Nach dem kompromisslosen Totalausbau ist der bayerische Lech als Staustufenkette heute überwiegend ein Hybridgewässer, nicht Fluss, nicht See. Mit 20 riesigen Staustufen allein zwischen Füssen und Augsburg, vier weiteren großen Staustufen nördlich von Augsburg und einer Reihe von Wehren ist er der am dichtesten verbaute Fluss Bayerns. In den Staustufen versanken einzigartige Lebensräume, nahezu sämtliche Wildflussstrecken mit ihren Kies- und Sandbänken sowie bis auf wenige Reste Auwälder und Heideflächen.

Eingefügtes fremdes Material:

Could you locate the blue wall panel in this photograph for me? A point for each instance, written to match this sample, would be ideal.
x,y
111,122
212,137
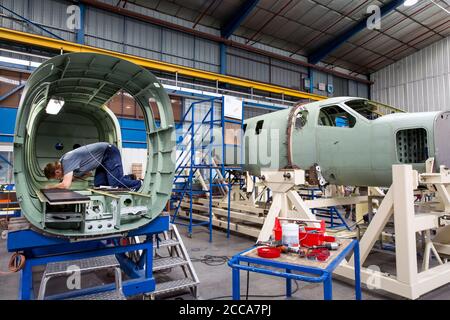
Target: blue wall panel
x,y
7,123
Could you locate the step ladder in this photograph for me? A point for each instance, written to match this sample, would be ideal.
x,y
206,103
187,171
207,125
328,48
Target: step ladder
x,y
60,269
178,258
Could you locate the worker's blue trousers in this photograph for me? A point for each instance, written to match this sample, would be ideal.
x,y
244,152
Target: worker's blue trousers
x,y
110,172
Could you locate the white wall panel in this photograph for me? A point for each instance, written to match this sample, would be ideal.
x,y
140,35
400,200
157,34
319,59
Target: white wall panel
x,y
419,82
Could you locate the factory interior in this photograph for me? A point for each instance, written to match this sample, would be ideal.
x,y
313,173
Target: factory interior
x,y
225,150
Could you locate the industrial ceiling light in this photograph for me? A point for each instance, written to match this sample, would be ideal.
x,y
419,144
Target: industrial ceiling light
x,y
54,105
409,3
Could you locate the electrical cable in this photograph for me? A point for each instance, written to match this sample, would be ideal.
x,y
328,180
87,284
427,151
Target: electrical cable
x,y
16,263
212,261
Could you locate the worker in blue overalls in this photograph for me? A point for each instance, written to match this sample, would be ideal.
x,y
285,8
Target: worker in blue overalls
x,y
102,157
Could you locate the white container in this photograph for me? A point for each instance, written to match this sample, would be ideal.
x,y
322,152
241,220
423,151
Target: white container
x,y
290,234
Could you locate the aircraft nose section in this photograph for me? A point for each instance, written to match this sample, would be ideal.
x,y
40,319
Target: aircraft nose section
x,y
442,139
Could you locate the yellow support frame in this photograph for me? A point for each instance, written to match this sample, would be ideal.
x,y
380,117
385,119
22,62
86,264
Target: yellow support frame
x,y
67,46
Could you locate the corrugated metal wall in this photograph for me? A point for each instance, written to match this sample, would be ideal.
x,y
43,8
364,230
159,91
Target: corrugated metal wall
x,y
51,14
419,82
114,32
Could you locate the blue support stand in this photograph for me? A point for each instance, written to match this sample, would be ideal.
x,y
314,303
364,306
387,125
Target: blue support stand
x,y
312,274
40,249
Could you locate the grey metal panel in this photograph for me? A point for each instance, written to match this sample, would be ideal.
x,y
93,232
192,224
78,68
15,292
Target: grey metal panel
x,y
341,86
178,48
285,78
319,77
352,88
419,82
104,25
363,90
142,35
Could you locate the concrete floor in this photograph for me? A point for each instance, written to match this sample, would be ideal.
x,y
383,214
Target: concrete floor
x,y
215,281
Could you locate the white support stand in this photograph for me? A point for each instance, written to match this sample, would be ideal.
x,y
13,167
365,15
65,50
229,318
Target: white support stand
x,y
399,202
284,198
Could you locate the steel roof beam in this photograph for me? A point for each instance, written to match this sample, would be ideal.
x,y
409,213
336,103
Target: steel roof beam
x,y
332,45
231,25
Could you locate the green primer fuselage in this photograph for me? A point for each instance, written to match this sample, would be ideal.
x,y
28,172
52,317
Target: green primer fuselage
x,y
361,155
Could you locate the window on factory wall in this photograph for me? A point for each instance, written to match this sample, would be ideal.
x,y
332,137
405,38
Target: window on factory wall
x,y
259,126
334,116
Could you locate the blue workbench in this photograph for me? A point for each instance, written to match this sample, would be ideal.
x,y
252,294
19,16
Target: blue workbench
x,y
317,274
40,249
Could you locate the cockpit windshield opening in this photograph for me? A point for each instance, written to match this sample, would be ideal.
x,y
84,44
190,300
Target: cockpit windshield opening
x,y
365,108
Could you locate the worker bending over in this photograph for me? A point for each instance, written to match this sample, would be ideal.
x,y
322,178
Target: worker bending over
x,y
102,157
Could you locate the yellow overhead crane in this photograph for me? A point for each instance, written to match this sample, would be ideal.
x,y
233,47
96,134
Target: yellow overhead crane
x,y
67,46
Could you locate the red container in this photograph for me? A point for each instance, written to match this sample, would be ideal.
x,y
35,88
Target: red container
x,y
314,236
268,252
277,231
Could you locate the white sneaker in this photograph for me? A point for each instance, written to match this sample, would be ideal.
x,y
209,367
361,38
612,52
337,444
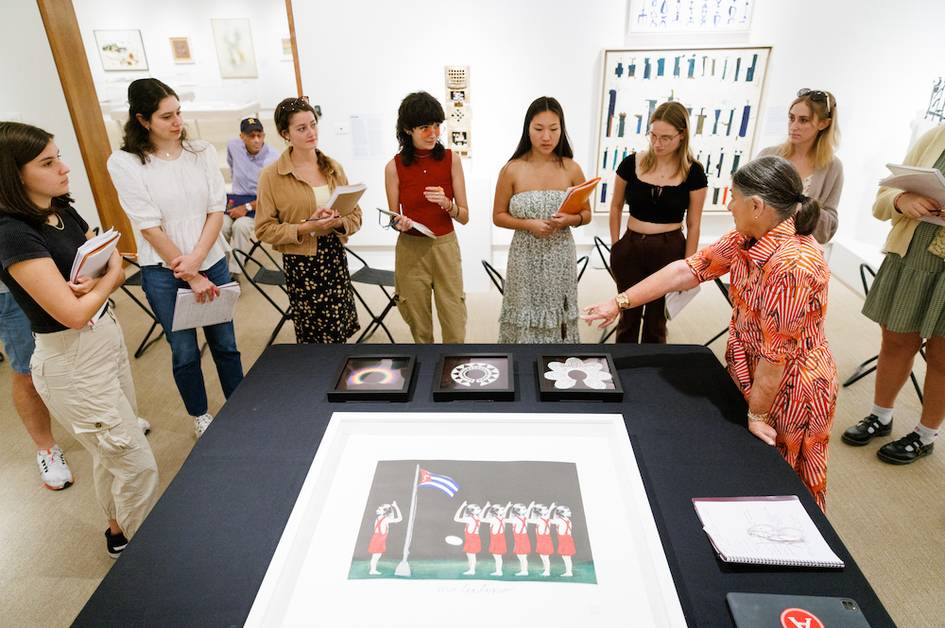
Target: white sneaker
x,y
201,423
53,468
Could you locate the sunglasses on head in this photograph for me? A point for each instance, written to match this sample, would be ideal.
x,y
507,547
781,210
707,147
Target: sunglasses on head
x,y
817,96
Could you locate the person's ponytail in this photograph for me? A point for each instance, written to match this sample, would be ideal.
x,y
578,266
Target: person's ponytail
x,y
807,216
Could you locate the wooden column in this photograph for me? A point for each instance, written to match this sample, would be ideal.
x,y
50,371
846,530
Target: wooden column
x,y
295,48
65,40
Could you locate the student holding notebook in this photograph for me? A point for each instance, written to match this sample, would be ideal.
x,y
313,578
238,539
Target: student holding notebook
x,y
540,301
293,215
40,233
172,189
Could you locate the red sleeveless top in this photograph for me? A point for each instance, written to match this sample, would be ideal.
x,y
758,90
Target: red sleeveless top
x,y
413,179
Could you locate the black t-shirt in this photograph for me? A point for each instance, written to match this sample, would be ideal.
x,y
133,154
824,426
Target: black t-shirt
x,y
662,204
19,241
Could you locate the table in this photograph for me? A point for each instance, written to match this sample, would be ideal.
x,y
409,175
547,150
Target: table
x,y
201,555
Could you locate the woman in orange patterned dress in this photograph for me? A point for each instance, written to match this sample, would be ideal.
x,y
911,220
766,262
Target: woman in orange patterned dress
x,y
777,352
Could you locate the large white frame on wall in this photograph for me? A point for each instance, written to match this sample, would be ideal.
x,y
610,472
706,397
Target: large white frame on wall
x,y
721,87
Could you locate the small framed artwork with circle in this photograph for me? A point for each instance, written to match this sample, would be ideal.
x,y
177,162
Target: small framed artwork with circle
x,y
581,377
486,376
374,378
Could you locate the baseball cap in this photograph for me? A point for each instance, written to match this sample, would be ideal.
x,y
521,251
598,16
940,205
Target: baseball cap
x,y
251,125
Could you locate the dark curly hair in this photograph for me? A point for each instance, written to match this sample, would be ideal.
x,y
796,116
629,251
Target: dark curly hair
x,y
19,145
144,97
415,110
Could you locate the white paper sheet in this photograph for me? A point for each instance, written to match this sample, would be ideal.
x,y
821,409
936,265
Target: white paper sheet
x,y
189,314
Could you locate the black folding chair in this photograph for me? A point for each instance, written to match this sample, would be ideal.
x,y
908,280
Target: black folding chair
x,y
604,252
383,279
264,276
723,288
135,280
497,279
868,366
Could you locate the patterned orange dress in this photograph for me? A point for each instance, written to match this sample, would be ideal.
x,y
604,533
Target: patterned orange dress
x,y
779,294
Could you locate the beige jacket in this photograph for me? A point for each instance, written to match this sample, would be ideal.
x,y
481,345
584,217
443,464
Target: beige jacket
x,y
826,184
924,153
283,201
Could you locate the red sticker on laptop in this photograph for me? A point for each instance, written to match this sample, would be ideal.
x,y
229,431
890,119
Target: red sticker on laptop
x,y
799,618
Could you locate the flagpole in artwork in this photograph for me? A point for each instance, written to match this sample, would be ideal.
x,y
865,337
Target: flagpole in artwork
x,y
403,568
422,477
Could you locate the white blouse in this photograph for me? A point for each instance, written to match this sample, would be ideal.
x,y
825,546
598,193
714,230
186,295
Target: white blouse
x,y
174,195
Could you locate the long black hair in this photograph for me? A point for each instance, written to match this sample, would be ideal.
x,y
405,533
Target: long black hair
x,y
19,145
776,181
415,110
544,103
144,97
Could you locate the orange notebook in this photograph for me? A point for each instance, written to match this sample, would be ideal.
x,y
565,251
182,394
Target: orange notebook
x,y
577,196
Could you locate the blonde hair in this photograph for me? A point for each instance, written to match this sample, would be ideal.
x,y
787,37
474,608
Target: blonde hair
x,y
828,139
675,115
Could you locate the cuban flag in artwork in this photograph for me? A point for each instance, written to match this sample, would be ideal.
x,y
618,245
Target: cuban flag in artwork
x,y
433,480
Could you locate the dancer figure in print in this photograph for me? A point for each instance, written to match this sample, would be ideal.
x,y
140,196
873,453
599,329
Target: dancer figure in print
x,y
495,515
386,515
469,514
541,518
520,516
562,522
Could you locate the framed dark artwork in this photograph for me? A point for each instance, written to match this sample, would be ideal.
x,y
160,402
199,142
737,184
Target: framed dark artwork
x,y
374,378
474,376
582,376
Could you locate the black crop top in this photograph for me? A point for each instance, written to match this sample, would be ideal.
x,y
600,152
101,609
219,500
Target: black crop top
x,y
664,204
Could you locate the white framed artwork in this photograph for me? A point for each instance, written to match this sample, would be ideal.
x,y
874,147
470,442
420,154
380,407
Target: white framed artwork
x,y
121,50
391,508
722,88
666,16
234,43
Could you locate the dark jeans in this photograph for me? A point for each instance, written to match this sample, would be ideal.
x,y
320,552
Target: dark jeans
x,y
160,287
633,258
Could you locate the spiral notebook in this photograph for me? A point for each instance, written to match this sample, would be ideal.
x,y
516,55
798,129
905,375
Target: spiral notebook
x,y
773,530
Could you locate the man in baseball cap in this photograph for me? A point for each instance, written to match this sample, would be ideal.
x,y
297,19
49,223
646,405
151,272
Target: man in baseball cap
x,y
246,155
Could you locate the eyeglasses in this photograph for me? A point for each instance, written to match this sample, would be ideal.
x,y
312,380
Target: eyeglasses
x,y
817,96
296,104
662,139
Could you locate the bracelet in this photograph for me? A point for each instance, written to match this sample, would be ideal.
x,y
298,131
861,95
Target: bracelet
x,y
762,417
895,201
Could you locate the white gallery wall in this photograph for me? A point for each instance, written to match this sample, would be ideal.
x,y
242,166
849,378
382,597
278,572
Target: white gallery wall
x,y
873,57
188,18
32,93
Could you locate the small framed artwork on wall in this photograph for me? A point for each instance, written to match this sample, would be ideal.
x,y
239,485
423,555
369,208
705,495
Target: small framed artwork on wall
x,y
475,376
374,378
121,50
180,50
588,377
235,52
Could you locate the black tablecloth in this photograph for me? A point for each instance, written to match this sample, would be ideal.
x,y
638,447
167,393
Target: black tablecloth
x,y
201,555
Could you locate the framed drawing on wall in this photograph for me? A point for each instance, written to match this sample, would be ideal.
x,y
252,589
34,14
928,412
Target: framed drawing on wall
x,y
722,89
234,43
121,50
180,50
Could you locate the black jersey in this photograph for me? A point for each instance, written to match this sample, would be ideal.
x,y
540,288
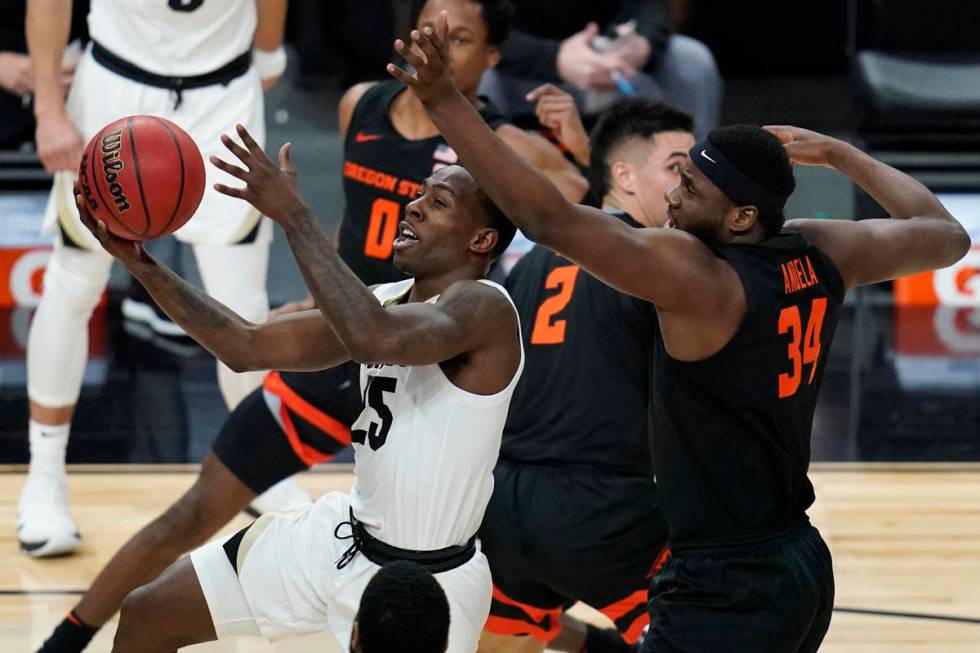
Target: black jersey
x,y
582,400
731,433
383,171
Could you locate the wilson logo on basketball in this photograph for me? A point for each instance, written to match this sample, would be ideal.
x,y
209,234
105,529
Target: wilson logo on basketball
x,y
143,176
86,183
111,167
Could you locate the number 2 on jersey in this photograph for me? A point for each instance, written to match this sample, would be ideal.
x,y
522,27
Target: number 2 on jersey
x,y
546,331
790,321
377,434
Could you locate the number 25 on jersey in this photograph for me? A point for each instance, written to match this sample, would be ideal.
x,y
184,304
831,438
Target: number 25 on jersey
x,y
801,351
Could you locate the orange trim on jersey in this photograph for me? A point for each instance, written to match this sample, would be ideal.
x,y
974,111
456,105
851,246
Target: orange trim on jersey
x,y
332,427
623,607
659,563
507,626
309,455
504,626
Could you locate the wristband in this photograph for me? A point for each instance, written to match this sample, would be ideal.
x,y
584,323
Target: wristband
x,y
269,63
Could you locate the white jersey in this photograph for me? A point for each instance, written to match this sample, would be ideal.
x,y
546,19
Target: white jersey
x,y
424,463
178,38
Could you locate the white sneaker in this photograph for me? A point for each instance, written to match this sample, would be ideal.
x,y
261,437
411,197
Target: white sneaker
x,y
44,526
283,496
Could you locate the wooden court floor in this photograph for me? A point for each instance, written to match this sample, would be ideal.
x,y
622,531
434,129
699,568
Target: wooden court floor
x,y
905,539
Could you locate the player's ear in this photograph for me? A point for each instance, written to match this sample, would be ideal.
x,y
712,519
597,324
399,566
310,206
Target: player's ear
x,y
623,176
744,219
493,56
484,241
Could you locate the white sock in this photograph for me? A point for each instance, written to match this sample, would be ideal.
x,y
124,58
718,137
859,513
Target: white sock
x,y
48,445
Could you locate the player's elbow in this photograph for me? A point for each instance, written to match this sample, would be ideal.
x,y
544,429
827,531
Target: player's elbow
x,y
244,352
540,230
365,347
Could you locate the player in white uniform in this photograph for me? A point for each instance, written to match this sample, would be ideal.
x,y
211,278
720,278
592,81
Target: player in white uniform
x,y
189,61
440,356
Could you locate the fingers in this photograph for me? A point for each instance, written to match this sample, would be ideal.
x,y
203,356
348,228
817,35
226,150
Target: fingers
x,y
285,160
410,56
400,75
545,90
237,150
232,170
423,48
238,193
254,148
442,31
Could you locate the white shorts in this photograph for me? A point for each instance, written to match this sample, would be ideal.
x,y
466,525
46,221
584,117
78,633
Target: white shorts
x,y
288,583
98,96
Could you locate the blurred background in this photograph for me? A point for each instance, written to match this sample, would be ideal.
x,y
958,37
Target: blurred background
x,y
901,78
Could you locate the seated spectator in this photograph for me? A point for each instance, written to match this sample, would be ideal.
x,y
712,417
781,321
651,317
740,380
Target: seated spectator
x,y
16,80
602,51
402,609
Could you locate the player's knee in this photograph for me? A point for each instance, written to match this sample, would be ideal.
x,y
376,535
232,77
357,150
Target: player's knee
x,y
183,526
137,608
694,59
70,294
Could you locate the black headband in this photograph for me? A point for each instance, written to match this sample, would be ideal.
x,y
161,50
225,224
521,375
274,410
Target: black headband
x,y
743,190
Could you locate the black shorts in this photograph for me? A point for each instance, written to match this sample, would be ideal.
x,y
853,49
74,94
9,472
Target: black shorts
x,y
555,536
773,597
294,421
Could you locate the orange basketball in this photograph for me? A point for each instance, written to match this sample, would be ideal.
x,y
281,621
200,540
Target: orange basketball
x,y
143,176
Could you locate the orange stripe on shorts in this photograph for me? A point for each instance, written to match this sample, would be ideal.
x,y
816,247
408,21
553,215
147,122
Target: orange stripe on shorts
x,y
337,430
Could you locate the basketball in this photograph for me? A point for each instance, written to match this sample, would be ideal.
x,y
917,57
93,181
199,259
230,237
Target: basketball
x,y
143,176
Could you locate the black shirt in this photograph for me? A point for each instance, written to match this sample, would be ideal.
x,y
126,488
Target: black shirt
x,y
531,50
731,433
582,400
382,173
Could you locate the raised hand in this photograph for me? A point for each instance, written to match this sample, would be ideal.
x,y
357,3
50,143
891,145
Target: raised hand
x,y
556,111
807,147
429,56
59,143
129,252
270,188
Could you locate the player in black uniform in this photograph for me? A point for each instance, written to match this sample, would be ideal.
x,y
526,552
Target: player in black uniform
x,y
390,146
747,310
574,512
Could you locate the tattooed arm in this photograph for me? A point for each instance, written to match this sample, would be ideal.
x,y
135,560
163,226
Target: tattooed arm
x,y
466,318
299,342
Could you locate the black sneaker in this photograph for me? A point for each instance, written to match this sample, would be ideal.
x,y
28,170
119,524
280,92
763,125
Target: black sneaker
x,y
138,306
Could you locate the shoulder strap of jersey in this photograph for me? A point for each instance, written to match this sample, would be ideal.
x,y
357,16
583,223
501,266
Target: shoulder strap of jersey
x,y
392,293
371,111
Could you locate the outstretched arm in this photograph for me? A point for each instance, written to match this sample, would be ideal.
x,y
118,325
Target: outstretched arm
x,y
59,143
660,265
921,235
300,342
465,318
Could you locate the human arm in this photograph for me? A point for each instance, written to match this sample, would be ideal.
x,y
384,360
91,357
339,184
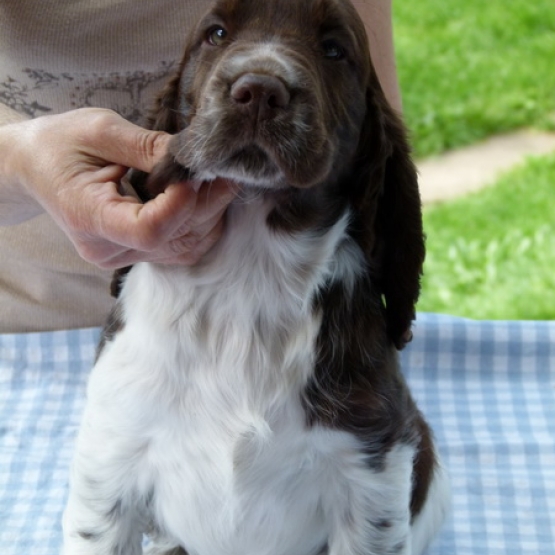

Diese Entwicklung ist als historisches Faktum hinzunehmen, nicht jedoch die erheblichen von den Kraftwerksbetreibern zu verantwortenden Mängel. So weist von den 20 Staustufen der Uniper Kraftwerke GmbH (vormals E.ON Kraftwerke GmbH) zwischen Füssen und Augsburg lediglich die Staustufe 8a ein Umgehungsgerinne auf. Derzeit (Stand Januar 2016) entstehen – gemessen an der Zielsetzung der Europäischen Wasserrahmenrichtlinie reichlich verspätet – Fischaufstiegshilfen nur an Stau 18 und 23. Noch immer weisen alle älteren Staustufen bezüglich Ufergestaltung und Stauwurzelbereich den ökologischen Null-Standard der Bauzeit auf. Durch den Schwellbetrieb büßen selbst letzte Fließstrecken ihre ökologische Funktion weitgehend ein (In Staustufe 23 schwankt der Staupegel bis zu einem ¾ Meter innerhalb von Stunden!).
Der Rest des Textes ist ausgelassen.